Flexible Least Squares:
A Multicriteria Optimization Method
for Model Specification

Last Updated: 15 January 2024

Site Maintained By:
  Leigh Tesfatsion
  Prof. Emerita of Economics
  Courtesy Research Professor
   of Electrical & Comp. Eng.
  Heady Hall 260
  Iowa State University
  Ames, Iowa 50011-1054
  tesfatsi AT iastate.edu

FLS Intro Article
FLS-TVLR Article
GFLS Intro Article
FLS Residual Efficiency Frontier Figure

Overview

What is Flexible Least Squares (FLS)?

Flexible Least Squares (FLS) is a multicriteria optimization method for model specification.

FLS permits users to identify the "Pareto frontier" of all efficiently estimated models conditional on: (i) a given theory; (ii) a given data set; and (iii) a designated collection of one or more goodness-of-fit metrics.

FLS does not require the imposition of problematic stochastic assumptions on "residual error terms" that in fact arise from deterministic model misspecification.

The Basic FLS Approach

Any real-world system that a researcher attempts to model will inevitably behave in a manner that is incompatible to some degree with the theoretical assumptions the researcher has incorporated in the model. "All models are wrong, but some are useful." (George E.P. Box, 1987)

These theoretical assumptions typically fall into four conceptually-distinct categories: (1) dynamic assumptions postulating constraints on the changes in state variables over time; (2) measurement assumptions postulating relationships between observed values and model-predicted values; (3) cross-sectional assumptions postulating relationships among simultaneously determined endogenous variables; and (4) stochastic assumptions postulating constraints on the realizations for variables assumed to be randomly generated.

Discrepancies between the theoretical assumptions (1)-(4) and the actual real-world system of interest are called model specification errors.

The model specification errors arising for any given modeling of a real-world system are not necessarily commensurable in terms of a single empirically-meaningful scalar metric.

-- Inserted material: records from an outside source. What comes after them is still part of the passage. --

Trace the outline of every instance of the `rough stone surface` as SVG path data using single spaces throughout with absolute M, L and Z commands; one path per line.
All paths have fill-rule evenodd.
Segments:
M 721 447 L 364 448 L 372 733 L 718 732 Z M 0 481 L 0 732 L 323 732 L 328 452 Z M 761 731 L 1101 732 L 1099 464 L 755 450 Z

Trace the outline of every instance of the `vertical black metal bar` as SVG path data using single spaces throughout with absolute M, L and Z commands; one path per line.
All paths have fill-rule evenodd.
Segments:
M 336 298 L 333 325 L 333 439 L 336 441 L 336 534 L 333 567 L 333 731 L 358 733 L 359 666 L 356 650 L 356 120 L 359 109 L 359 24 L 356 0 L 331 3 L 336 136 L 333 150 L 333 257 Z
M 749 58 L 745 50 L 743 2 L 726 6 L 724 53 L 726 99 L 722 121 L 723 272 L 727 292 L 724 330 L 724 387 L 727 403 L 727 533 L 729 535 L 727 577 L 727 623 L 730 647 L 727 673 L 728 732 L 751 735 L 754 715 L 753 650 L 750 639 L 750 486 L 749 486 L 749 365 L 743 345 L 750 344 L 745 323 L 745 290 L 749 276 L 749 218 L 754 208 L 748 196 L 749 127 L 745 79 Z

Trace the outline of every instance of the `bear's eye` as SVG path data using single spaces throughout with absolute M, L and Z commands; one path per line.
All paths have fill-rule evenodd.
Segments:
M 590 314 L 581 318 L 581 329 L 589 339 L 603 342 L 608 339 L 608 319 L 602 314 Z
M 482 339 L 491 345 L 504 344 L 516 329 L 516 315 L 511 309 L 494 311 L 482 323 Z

For example, there is no particular reason to think that a measurement specification error arising from the use of an imperfect measurement device can be directly compared with a dynamic specification error that arises because the dynamic relationship between successive system states has incorrectly been assumed to take a linear rather than a nonlinear form.

Consequently, given a model incorporating conceptually distinct types of theoretical assumptions, the fitting of this model to a given data set is intrinsically a multicriteria optimization problem. Any such fitting will result in conceptually distinct types of model specification errors indicating the extent to which conceptually distinct types of theoretical relationships are incompatible with the data set. An econometrician undertaking the fitting would presumably prefer each type of model specification error to be small. However, beyond a particular point a further decrease in one type of model specification error will typically come at the cost of an increase in another.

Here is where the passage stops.